14 Thesen gegen die Kirchen-Zentralisierung: Protest wie bei Luther 1517
Siegrid RöhrichtReformbewegung präsentiert Thesen in Dresdner Kirchen - 14 Thesen gegen die Kirchen-Zentralisierung: Protest wie bei Luther 1517
Am Fest Epiphanias hat eine Basisbewegung innerhalb der Evangelisch-Lutherischen Landeskirche Sachsens ein kühnes Zeichen gegen Zentralisierung gesetzt. Aktivistinnen und Aktivisten der Initiative Kirche von unten schlugen 14 Thesen an die Türen der Dresdner Kreuzkirche und Dreikönigskirche – eine bewusste Anspielung auf Martin Luthers historischen Protest von 1517. Die Aktion fiel zusammen mit der Neujahrsbotschaft 2026 des Landesbischofs Tobias Bilz, in der er strukturelle Reformen thematisierte, und löste damit eine Debatte über die künftige Ausrichtung der Kirche aus.

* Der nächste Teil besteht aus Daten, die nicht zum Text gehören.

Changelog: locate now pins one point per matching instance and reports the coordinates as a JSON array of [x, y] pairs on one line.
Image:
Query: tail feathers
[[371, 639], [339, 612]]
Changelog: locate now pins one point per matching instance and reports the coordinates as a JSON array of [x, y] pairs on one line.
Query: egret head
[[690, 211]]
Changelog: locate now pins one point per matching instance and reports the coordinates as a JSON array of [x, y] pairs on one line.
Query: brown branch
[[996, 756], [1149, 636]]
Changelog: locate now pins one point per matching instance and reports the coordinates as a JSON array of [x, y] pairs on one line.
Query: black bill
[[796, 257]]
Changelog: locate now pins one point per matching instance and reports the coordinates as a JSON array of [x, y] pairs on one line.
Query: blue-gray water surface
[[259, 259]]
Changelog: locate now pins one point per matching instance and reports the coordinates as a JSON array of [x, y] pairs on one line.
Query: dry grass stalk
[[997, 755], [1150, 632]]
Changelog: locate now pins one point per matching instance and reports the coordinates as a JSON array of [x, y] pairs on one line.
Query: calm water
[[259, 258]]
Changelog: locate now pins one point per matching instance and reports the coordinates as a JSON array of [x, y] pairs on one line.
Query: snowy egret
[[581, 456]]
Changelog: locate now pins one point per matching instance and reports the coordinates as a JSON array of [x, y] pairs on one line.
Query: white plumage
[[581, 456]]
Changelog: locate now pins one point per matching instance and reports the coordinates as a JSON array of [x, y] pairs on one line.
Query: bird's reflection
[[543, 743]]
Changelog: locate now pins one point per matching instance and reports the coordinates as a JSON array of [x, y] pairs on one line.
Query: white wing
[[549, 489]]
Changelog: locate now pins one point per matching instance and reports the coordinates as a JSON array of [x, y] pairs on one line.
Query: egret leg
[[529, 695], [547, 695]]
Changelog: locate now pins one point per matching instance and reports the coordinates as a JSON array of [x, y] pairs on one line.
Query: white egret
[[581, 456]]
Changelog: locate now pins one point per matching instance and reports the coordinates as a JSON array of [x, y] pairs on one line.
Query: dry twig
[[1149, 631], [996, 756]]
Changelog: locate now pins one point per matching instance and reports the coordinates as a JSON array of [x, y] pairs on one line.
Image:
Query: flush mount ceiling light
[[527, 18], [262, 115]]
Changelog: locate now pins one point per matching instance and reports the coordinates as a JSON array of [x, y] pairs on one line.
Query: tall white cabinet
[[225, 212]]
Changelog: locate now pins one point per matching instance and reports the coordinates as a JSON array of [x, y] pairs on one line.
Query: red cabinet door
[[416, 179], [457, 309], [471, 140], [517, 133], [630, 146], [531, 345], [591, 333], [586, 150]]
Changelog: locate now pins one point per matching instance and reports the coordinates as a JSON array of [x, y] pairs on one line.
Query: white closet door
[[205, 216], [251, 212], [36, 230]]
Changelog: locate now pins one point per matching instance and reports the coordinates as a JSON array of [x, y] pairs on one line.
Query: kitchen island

Der Protest fand am 6. Januar statt, ein Datum, das wegen seiner symbolischen Verbindung zu Offenbarung und Wandel gewählt wurde. Kritikerinnen und Kritiker werfen dem aktuellen Reformprozess Kirche im Wandel vor, das lokale Gemeindeleben zu schwächen. Statt einer von oben verordneten Umstrukturierung fordert die Initiative, dass Gemeinden selbst über ihre Größe und Kooperationsmodelle entscheiden.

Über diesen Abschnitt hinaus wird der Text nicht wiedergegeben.